The motivation behind the dividend cut relates to management's plans to keep the dividend payout ratio at less than 60 percent of free cash flow. Unfortunately it expects free cash flow to fall due to the impact of declines in legacy revenues, along with a lower level of "incremental synergies".

Analyst Thomas Seitz of Jefferies described the move as follows:

“We believe the key motivation for management to cut the dividend was to maintain the coverage ratio around 60%, after CTL becomes a full cash tax payer in 2015. Management got ahead of the FCF drop and cut the dividend well in advance. Despite the increased return of capital to shareholders, CTL expects to maintain leverage below 3.0x."

Nomura’s Mike McCormack had more critical comments.

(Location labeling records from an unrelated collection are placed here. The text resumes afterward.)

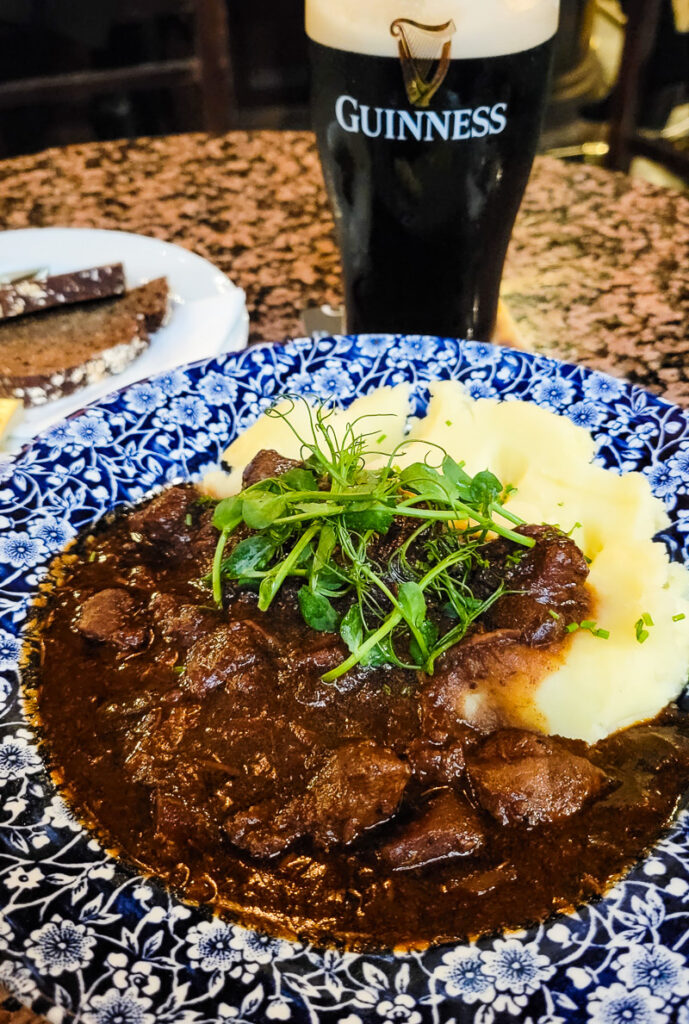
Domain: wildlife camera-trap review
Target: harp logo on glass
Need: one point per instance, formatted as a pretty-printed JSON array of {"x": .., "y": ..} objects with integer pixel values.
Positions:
[{"x": 425, "y": 53}]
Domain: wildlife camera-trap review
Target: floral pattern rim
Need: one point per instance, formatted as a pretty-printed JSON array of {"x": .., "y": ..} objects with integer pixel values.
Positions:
[{"x": 82, "y": 938}]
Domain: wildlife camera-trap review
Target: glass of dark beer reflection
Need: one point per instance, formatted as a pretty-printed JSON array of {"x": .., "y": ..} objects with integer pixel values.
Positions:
[{"x": 427, "y": 115}]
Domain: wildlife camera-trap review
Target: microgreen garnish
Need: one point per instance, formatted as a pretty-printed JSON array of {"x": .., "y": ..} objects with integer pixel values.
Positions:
[
  {"x": 589, "y": 626},
  {"x": 323, "y": 524}
]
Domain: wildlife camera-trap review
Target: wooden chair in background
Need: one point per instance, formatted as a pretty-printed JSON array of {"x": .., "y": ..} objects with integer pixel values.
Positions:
[
  {"x": 626, "y": 139},
  {"x": 206, "y": 71}
]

"Management's outlook confirmed our concerns of limited cash flow flexibility, a product of a changing revenue mix, lower incremental synergy savings, and higher capital spending. Guidance for capital spending was worse than our forecast. This leads to a declining outlook for free cash flow in 2013, which worsens as CenturyLink becomes a full cash tax payer in 2015."

Interestingly, Windstream (Nasdaq: WIN) - which boasts a 10% yield - opened 9 percent lower on Thursday, suggesting CenturyLink comments are creating a degree of panic in the telecommunications space. Shares of Frontier Communications Corporation (Nasdaq: FTR) are also lower - it currently yields 8.6%.